Because I have no idea what DRC+ is doing with pitcher-batters, how good its AL-NL benchmarking is, and the assumption of nearly equivalent aggregate road parks is only guaranteed to hold between same-league teams, I did the DRC+ analysis separately for AL and NL teams.
To control for changing leaguewide wOBA in the 2003-2017 time period, I used the same wOBA/LgAvGwOBA wOBA% method I used in DRC+ really isn’t any good at predicting next year’s wOBA for team switchers for wOBA and DRC+, just for AL teams and NL teams separately for the reasons above. After this step, I did analyses with and without Coors because it’s an extreme outlier. We already know with near certainty that their treatment of Coors is kind of questionable batshit crazy and keeps way too much park effect in DRC+, so I wanted to see how they did everywhere else.
Results
The park factor estimation worked pretty well. 2 surrounding year PF correlated to the observed PF for the year in question at r=0.54 (0.65 with Coors) and the 1 surrounding year at r=0.52 (0.61 with Coors). The 5-year FanGraphs PF, WHICH USES THE YEAR IN QUESTION, only correlates at r=0.7 (0.77 with Coors) and the 1 and 2 year park factors correlate to the Fangraphs PF at 0.87 and 0.96 respectively. This is plenty to work with given the effect sizes later.
Team road wOBA% (squared or linear) correlates to the estimated home park factor at r = -0.03, literally nothing, and with the 5 extra hypothetical games as mentioned in the footnote above, r=0.02, also literally nothing. It didn’t have to be this way, but it’s convenient that it is. Just to show that road wOBA isn’t all noise, it correlates to that season’s home wOBA% at r=0.32 (0.35 with the adjustment) even though we’re dealing with half seasons and home wOBA% contains the entire park factor. Road wOBA% correlates to home wOBA%/sqrt(estimated park factor) at r=0.56 (and wOBA%/park factor at r=0.54). That’s estimated park factor from surrounding years, not using the home and road wOBA data in question.
Home wOBA% is obviously hugely correlated to estimated park factor (r=0.46 for home wOBA%^2 vs estimated PF), but park adjusting it by correlating
(home wOBA%)^2/estimated park factor TO estimated park factor
has r= -0.00017. Completely uncorrelated to estimated PF (it’s pure luck that it’s THAT low).
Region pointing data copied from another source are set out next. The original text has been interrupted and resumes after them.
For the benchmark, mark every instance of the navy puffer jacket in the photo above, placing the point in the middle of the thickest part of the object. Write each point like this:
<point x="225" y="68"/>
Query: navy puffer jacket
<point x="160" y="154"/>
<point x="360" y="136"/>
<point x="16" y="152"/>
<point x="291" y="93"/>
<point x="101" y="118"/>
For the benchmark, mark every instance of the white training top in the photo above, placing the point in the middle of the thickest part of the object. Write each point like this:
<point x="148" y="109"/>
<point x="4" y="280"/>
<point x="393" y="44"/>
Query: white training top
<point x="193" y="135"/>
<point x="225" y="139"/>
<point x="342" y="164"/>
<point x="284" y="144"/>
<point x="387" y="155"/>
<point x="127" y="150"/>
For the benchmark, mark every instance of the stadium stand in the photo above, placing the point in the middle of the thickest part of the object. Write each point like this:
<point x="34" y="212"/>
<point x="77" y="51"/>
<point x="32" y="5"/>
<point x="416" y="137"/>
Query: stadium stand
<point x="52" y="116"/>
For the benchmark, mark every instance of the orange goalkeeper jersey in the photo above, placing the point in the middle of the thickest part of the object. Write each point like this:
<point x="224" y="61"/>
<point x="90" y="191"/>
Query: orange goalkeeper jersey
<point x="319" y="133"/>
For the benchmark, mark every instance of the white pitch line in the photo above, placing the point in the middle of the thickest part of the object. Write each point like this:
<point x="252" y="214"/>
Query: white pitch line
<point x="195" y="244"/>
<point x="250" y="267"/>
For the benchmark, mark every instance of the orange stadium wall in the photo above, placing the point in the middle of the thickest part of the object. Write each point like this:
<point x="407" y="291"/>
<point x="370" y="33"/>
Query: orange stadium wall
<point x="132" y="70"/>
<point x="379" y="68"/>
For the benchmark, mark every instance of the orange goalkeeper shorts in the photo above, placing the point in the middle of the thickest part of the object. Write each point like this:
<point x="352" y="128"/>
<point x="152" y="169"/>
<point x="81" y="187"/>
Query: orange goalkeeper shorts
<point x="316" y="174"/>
So we’ve established that road wOBA really does contain a lot of information on a team’s offensive talent (that’s a legitimate naive “duh”), that it’s virtually uncorrelated to true home park factor, and that park-adjusted home wOBA% (using PF estimates from other seasons only) is also uncorrelated to true home park factor. If DRC+ is a correctly park-adjusted metric that measures offensive talent, DRC+% should also have to be virtually uncorrelated to true home park factor.
And… the correlation of DRC+% to estimated park factor is r= 0.38 for AL teams, r=0.29 for NL teams excluding Colorado, r=0.31 including Colorado. Well then. That certainly explains how it can be more descriptive than an actually park-adjusted metric.